Зато теперь я вижу то, в чем боялась себе признаться раньше: нашей сказочной пещеры более не существует. И, право, мне непонятно почему.
Это письмо… если б ты знал, милый друг, как невыносимо больно мне писать такие слова… это письмо должно стать последним. Нет, мне не хватит сил, я бесконечно одинока, а одиночество — тяжкое бремя… Я продолжаю писать только для того, чтобы успеть сказать тебе возможно больше, прежде чем поставлю точку. Разумеется, по ходу нашей переписки меня не раз посещала мысль о том, что когда-нибудь этому восхитительному сумасбродству придет конец. И все же я надеялась, что наша книга останется раскрытой еще много лет и мы будем заполнять ее пустые страницы, пока вместе не решим поставить точку… И я надеялась, что мы сделаем это, лишь записав в нее какую-нибудь особенно изысканную фразу.
Почему ты не мог прислать мне хоть пару строк, чтобы я не оставалась в неведении и отчаянии до бесконечности? Не мог дать знак, который бы заставил меня утратить надежду (когда же я перестану томиться по тебе?)?.. Разве нельзя было сделать это по-хорошему и по-доброму? Разве я заслужила такую пытку? Почему ты не попрощался со мной бережно и ласково, не утешил меня? Хотя какое утешение от человека, причинившего горе? Но в том-то и заключается горькая суть горя: утешение может дать лишь тот, кто тебя покинул… тот, кто умер. Ты умер для меня, Жан-Люк, а потому на всем белом свете есть только один человек, который может меня утешить: тот, который этого не может.

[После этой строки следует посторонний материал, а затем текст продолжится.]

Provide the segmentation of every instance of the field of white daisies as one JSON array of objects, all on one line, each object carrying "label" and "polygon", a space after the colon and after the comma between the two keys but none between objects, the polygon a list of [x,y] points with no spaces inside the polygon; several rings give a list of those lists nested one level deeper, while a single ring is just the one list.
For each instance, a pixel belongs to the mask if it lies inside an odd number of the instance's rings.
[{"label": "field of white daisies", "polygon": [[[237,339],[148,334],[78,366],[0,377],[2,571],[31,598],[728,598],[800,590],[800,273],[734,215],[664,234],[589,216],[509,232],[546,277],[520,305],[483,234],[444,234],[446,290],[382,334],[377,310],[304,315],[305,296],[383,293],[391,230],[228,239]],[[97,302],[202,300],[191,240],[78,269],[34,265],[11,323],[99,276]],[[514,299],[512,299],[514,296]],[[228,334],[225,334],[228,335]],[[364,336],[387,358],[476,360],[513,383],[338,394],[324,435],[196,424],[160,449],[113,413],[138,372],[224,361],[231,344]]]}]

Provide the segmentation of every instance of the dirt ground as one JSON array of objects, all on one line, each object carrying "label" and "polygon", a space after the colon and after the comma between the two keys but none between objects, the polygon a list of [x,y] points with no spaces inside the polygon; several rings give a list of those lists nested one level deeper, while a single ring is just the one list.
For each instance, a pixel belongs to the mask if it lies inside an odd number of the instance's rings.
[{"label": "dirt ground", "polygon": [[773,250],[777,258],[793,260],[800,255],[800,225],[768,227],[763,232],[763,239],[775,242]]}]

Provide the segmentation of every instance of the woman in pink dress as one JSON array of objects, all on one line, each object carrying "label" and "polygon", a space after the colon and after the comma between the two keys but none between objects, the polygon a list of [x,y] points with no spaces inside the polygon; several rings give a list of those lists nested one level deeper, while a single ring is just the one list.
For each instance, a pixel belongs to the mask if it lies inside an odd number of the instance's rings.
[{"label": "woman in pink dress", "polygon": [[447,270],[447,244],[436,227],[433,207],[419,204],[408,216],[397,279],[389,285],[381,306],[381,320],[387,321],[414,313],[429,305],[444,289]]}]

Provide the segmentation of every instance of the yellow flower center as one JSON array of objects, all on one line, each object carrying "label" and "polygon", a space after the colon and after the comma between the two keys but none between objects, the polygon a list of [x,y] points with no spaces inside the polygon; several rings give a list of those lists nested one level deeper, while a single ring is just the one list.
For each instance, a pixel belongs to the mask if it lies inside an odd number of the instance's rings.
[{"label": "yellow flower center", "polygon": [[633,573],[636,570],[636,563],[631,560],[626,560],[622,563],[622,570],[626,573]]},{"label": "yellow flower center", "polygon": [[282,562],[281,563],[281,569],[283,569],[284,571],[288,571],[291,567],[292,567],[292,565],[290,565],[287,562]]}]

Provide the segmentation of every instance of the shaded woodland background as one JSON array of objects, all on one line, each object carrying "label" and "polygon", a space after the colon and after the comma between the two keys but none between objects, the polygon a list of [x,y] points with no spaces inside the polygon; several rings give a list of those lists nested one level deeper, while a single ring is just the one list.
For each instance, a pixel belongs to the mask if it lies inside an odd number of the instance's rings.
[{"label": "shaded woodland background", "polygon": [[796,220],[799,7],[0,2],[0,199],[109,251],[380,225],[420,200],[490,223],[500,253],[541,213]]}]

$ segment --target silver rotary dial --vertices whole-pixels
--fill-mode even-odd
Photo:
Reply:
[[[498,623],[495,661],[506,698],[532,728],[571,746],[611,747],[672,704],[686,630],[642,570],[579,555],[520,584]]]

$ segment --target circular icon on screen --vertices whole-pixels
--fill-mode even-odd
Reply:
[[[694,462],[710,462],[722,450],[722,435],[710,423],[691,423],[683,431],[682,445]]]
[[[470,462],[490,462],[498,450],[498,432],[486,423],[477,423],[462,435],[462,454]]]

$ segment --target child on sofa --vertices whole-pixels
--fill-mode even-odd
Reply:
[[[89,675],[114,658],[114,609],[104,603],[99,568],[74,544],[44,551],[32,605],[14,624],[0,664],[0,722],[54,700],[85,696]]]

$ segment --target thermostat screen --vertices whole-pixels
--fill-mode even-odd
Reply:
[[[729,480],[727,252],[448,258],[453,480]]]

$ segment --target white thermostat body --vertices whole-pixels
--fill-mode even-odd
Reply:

Покинутая тобой, я отреклась от прежней себя. Лишь теперь, задним числом, я сознаю, насколько была счастлива. Счастлива и неумеренна. В своей самонадеянности я считала возможным всё. Какая же я была глупая, во что бы то ни стало добиваясь встречи с тобой! Какая ненасытная! Удивительно, что я не понимала простой вещи: человек счастлив в парении… главное вовсе не в том, чтобы куда-то добраться, достичь цели. И все же — почему селезень щиплет утку в темя, загоняя ее под воду, почему лебеди свиваются шеями, а двое влюбленных сидят на скамье у моря и, не отрываясь, смотрят друг на друга? Не потому ли, что жизнь хочет взять свое, не потому ли, что любовь рвется к тому, кого любишь?